EKBIS.CO, JAKARTA -- Analis Bank Woori Saudara (BWS) Rully Nova menyatakan pergerakan Rupiah yang stagnan terhadap dolar Amerika Serikat (AS) dipengaruhi sikap menunggu pasar menjelang pengumuman hasil rapat Federal Open Market Committee (FOMC) The Fed pada Kamis (27/7/2023).
"Sementara itu, capital inflow di pasar obligasi pemerintah Indonesia masih banyak diminati investor asing," ujar dia ketika ditanya Antara, Jakarta, Senin (24/7/2023).
Selama seminggu terakhir, rata-rata harian net beli investor asing terhadap obligasi Indonesia berkisar Rp 6 triliun.Pada penutupan perdagangan hari, rupiah mengalami stagnasi 0 persen atau 0 poin menjadi Rp15.027 per dolar AS dari sebelumnya Rp15.027 per dolar AS. Sepanjang hari, rupiah bergerak dari Rp 15.018 per dolar AS hingga Rp15.035 per dolar AS.
Senada, Analis Pasar Mata Uang Lukman Leong menyampaikan bahwa investor cenderung wait and see pertemuan FOMC pada Kamis (27/7/2023) dan rapat gubernur Bank Indonesia minggu ini.
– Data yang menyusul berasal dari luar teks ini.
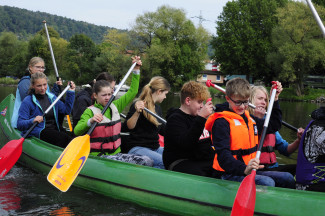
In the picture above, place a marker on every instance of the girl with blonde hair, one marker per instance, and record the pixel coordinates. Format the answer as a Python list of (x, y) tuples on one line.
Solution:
[(144, 128)]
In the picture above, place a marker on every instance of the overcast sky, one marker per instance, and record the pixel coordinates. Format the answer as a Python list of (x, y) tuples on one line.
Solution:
[(122, 13)]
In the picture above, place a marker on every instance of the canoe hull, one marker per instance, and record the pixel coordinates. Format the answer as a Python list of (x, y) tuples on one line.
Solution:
[(165, 190)]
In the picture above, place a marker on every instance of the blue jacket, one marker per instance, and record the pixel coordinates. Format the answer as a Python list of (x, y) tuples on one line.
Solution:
[(30, 108), (22, 92)]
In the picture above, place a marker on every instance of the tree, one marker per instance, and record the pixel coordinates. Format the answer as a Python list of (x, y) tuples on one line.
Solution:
[(81, 54), (12, 55), (244, 37), (113, 56), (173, 47), (300, 47)]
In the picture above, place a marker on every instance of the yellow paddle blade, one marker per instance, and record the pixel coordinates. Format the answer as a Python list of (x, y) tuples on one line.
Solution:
[(70, 162)]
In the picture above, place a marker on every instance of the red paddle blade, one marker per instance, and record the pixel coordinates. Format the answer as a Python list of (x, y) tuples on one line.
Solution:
[(244, 203), (9, 154)]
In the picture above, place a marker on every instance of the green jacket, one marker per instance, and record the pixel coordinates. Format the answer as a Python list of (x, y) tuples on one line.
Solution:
[(82, 127)]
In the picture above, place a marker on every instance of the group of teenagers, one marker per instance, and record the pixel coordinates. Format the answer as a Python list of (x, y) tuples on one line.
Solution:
[(199, 138)]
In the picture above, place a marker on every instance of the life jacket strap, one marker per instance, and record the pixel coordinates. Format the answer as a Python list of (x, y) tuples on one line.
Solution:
[(268, 149), (242, 152)]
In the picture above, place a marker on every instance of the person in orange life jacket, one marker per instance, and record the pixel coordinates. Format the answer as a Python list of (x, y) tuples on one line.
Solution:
[(235, 137), (35, 104), (144, 127), (84, 98), (260, 98), (188, 147), (311, 154), (105, 140)]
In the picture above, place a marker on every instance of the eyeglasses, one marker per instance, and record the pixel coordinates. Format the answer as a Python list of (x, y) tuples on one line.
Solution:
[(239, 103), (40, 67)]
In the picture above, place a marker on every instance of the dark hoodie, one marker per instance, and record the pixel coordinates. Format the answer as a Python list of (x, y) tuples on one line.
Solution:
[(183, 138), (82, 101)]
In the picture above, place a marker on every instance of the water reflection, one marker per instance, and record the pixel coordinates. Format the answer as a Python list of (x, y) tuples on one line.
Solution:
[(63, 211), (9, 197)]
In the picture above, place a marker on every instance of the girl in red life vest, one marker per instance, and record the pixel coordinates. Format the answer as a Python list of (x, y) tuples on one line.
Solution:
[(260, 98), (105, 140), (144, 128)]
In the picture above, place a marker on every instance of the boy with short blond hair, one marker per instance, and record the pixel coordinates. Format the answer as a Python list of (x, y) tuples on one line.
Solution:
[(187, 145), (235, 137)]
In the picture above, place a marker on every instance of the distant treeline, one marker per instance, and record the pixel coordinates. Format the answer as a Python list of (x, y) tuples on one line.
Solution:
[(25, 23)]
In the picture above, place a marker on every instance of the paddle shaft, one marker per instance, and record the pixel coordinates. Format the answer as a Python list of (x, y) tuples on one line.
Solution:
[(316, 16), (46, 111), (155, 115), (266, 123), (51, 50), (209, 83), (112, 98)]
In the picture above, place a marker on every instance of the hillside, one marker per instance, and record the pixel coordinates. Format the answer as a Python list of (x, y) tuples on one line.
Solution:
[(24, 23)]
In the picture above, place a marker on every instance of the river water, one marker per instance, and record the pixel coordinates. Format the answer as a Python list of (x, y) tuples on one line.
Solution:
[(24, 192)]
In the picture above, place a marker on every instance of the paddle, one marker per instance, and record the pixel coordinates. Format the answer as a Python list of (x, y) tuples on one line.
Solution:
[(155, 115), (209, 84), (10, 153), (55, 68), (74, 156), (244, 203)]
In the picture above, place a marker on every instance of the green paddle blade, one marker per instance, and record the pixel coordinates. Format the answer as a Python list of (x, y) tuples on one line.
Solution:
[(70, 163)]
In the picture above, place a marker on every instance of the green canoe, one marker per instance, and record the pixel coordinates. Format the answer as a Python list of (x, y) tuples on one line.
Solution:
[(165, 190)]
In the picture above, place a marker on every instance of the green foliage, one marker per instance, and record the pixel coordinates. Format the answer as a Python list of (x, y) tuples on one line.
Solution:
[(244, 37), (298, 42), (25, 23), (81, 54), (319, 2), (173, 47), (12, 55)]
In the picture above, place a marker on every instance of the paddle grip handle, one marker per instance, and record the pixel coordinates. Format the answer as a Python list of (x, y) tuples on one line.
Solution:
[(51, 50), (155, 115), (30, 129), (289, 126)]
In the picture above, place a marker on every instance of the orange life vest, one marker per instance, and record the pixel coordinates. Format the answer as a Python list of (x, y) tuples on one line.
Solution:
[(106, 135), (243, 140)]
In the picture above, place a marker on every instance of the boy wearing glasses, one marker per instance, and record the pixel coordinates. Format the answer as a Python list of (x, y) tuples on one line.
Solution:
[(235, 137)]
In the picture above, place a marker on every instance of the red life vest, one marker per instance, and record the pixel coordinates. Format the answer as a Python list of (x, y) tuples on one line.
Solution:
[(243, 140), (268, 156), (106, 135)]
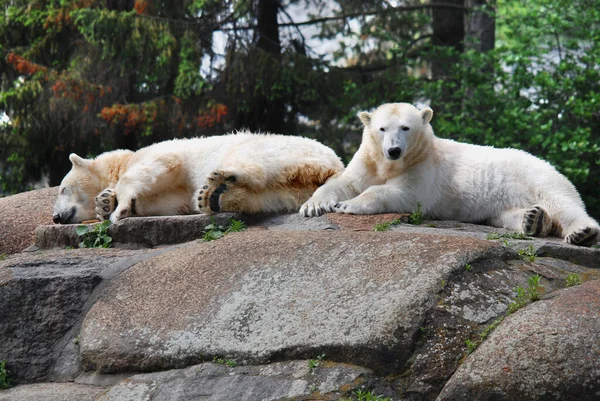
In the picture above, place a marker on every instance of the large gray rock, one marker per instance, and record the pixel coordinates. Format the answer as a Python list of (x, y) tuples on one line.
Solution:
[(19, 216), (549, 350), (52, 392), (360, 297), (43, 296), (212, 382)]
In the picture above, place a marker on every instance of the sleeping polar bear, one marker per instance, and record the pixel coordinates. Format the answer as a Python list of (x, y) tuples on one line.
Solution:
[(401, 163), (240, 172)]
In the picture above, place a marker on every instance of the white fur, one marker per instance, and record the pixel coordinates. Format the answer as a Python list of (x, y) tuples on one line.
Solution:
[(451, 180), (166, 178)]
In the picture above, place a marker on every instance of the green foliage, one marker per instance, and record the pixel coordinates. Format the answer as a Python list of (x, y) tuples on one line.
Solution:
[(94, 237), (363, 395), (416, 217), (227, 362), (387, 225), (315, 363), (515, 235), (5, 381), (526, 295), (471, 346), (528, 254), (573, 279), (215, 231)]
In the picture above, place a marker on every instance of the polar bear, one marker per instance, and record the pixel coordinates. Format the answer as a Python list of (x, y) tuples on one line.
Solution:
[(240, 172), (401, 163)]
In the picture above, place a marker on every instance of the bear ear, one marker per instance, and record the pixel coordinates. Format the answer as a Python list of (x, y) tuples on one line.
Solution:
[(426, 115), (365, 118), (78, 161)]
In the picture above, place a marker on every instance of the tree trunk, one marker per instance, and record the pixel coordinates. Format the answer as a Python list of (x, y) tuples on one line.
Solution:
[(448, 31), (481, 27), (268, 112)]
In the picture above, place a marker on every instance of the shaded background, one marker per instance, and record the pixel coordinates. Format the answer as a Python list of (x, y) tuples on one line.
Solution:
[(94, 75)]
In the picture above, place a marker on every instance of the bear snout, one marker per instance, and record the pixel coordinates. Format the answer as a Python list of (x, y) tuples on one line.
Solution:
[(394, 153)]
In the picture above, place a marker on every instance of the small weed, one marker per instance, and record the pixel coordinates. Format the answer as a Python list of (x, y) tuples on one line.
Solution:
[(471, 345), (515, 235), (227, 362), (524, 296), (315, 363), (386, 226), (369, 396), (490, 327), (416, 217), (4, 376), (215, 231), (528, 254), (573, 279), (94, 237)]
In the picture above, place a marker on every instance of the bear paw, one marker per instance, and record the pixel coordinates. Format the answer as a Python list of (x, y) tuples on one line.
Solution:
[(536, 221), (209, 196), (315, 209), (106, 203), (585, 236)]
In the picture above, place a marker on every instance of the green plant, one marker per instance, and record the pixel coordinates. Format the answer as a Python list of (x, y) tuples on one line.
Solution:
[(416, 217), (528, 254), (386, 226), (222, 361), (5, 381), (494, 235), (215, 231), (573, 279), (94, 237), (471, 345), (369, 396), (524, 296), (315, 363)]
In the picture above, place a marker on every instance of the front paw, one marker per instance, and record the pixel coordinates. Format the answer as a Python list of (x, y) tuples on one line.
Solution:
[(105, 202), (209, 195), (315, 209)]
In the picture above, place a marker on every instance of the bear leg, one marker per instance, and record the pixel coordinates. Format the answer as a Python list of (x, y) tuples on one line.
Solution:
[(106, 203), (537, 222), (585, 234)]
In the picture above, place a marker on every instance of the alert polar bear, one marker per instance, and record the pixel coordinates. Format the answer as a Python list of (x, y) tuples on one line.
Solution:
[(241, 172), (401, 163)]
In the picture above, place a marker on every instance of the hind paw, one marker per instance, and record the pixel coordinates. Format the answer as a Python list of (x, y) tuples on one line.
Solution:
[(585, 236), (536, 221), (106, 203), (209, 195)]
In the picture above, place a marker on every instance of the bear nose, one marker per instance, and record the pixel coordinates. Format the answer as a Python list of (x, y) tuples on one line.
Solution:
[(394, 152)]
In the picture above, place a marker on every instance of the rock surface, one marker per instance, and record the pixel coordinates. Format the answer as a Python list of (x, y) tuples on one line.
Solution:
[(547, 351), (19, 216), (397, 306), (213, 382)]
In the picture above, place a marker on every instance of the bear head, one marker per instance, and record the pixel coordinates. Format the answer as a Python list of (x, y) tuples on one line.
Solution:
[(396, 126), (75, 202)]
Rupiah dinilai masih tertekan oleh penguatan dolar AS, di samping itu juga didukung oleh harapan lebih banyak stimulus dari pemerintah China minggu ini.
Dia memperkirakan BI akan mempertahankan suku bunga, tetapi yang ditunggu adalah pernyataan yang menyertai, apakah hawkish atau dovish. "Stimulus China sangat diharapkan karena akhir-akhir terlihat mata uang Asia cukup tertekan oleh perlambatan ekonomi China dan regional," ungkap Lukman.
Begitu pula dengan pandangan Pengamat Pasar Uang Ariston Tjendra yang mengatakan rupiah berpotensi melemah terhadap dolar AS karena pasar mengantisipasi hasil rapat kebijakan moneter The Fed pada Kamis (27/7).
"Menurut survei CME Fed Watch Tool, probabilitas hampir 100 persen The Fed akan menaikkan suku bunganya sebesar 25 basis poin menjadi 5,25-5,50 persen," katanya.
Lebih lanjut, pasar menunggu (wait and see) dan tidak berani berspekulasi terlalu besar menjelang hasil rapat The Fed.
"Tingkat inflasi AS memang melandai, tapi belum menyentuh target 2 persen, apalagi beberapa data ekonomi AS seperti data tenaga kerja, masih mengindikasikan daya beli masyarakat AS masih tinggi sehingga bisa menaikkan inflasi lagi," ungkap Aris.